Miguel Díaz-Canel a affirmé que les jeunes Cubains doivent placer "l'humanisme" et les valeurs de la Révolution au-dessus de l'influence des réseaux sociaux, qu'il a qualifiés de stratégie de "colonisation culturelle" et de manipulation de l'opinion publique.
Les déclarations ont été faites lors d'une interview accordée le 19 juin au journaliste dominicain Roberto Cavada au Palais de la Révolution, diffusée ce mercredi par Telenoticias, de la République dominicaine.
En répondant à une question sur les jeunes qui sur les réseaux sociaux demandent une intervention des États-Unis ou invitent le président Donald Trump à "venir à Cuba", le dirigeant a affirmé que le principal défi est de faire face à l'impact de "l'algorithme".
«Je crois que nous devons amener nos jeunes à privilégier l'humanisme qui est dans notre identité et dans la vocation de la Révolution plutôt que l'algorithme», a exprimé, selon la version sténographique publiée par la Présidence de Cuba.
Lors de l'interview, Díaz-Canel a déclaré que les plateformes numériques favorisent une "colonisation culturelle", une "néocolonisation culturelle" et la "banalisation" de la société, en promouvant — selon ses dires — des valeurs associées à l'individualisme et au consumérisme.
Le dirigeant a insisté sur le fait que les jeunes doivent "avoir confiance en eux", se distinguer par leur culture et leurs connaissances, et non par leurs possessions matérielles.
Il a également rejeté toute possibilité d'intégration politique avec les États-Unis.
«Il faudrait être très aveugle pour ne pas se rendre compte que l'alternative pour Cuba ne pourra jamais être l'annexion aux États-Unis. Il n'y a pas d'avenir pour Cuba avec une annexion aux États-Unis», a-t-il affirmé.
Les déclarations interviennent dans un contexte marqué par le plus grand exode migratoire de l'histoire récente de Cuba. Entre 2021 et 2024, environ 1,79 million de Cubains ont quitté l'île, tandis que le pays a enregistré en 2024 le taux de natalité le plus bas des six dernières décennies.
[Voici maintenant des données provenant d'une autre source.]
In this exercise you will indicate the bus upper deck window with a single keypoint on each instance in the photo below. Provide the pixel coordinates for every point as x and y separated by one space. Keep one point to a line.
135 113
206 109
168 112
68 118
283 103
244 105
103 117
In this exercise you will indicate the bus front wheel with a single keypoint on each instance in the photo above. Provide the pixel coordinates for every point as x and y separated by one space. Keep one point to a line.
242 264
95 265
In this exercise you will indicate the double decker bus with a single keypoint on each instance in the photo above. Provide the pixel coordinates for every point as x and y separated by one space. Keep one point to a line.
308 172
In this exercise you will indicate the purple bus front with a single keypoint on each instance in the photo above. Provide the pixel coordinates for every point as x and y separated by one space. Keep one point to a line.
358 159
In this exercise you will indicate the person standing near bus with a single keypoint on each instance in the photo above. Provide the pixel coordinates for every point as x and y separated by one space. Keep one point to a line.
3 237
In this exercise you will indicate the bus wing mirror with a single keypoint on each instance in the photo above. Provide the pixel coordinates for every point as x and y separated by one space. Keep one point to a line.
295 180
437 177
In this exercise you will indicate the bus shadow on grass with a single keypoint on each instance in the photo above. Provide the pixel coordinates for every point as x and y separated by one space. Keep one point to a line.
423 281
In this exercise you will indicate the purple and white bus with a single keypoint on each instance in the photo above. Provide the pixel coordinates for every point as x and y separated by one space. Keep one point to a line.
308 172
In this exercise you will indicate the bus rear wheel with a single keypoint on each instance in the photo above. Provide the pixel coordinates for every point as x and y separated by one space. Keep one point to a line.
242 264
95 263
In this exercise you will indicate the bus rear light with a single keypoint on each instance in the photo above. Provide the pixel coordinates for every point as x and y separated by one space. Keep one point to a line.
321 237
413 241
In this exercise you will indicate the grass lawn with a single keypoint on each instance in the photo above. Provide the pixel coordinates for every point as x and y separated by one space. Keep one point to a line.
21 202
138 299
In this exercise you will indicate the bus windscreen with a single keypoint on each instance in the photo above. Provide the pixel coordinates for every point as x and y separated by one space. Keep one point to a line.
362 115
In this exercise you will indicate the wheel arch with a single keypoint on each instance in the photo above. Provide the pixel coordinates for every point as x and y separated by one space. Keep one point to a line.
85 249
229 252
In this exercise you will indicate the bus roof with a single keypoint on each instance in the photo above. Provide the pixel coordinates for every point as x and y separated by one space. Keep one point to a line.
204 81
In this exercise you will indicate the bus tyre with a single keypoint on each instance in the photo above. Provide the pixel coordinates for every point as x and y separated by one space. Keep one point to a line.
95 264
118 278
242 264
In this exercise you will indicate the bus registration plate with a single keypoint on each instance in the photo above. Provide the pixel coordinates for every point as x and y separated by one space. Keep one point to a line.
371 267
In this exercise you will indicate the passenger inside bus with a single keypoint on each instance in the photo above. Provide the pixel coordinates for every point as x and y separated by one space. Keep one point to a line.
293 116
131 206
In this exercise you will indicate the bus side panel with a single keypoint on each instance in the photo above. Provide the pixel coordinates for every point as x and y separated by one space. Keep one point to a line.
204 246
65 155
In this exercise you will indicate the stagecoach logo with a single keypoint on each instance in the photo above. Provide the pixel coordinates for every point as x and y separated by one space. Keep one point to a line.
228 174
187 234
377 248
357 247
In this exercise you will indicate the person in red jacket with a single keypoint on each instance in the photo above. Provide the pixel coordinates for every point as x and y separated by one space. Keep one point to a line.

En se référant à l'émigration, Díaz-Canel a minimisé l'unicité du cas cubain et a soutenu qu'il s'agit d'un phénomène global.
«L'émigration est un problème mondial. Dans les problèmes migratoires, ce sont toujours les jeunes qui émigrent le plus, car ce sont ceux qui ont le plus d'énergie, de rébellion et de possibilités d'émigrer», a-t-il affirmé.
Cependant, diverses enquêtes indépendantes reflètent un profond désenchantement parmi la population jeune. Des études récentes indiquent que 93 % des Cubains âgés de 20 à 40 ans émigreraient s'ils en avaient l'opportunité, tandis que 97 % des jeunes de 18 à 30 ans désapprouvent la gestion du gouvernement.
La interview fait partie de la stratégie de communication que Díaz-Canel a développée en 2026 avec des médias internationaux. Au cours des derniers mois, il a accordé des interviews à NBC News, Newsweek, elDiario.es, Canal Red et maintenant Telenoticias, à un moment où Cuba traverse une profonde crise économique, énergétique et démographique.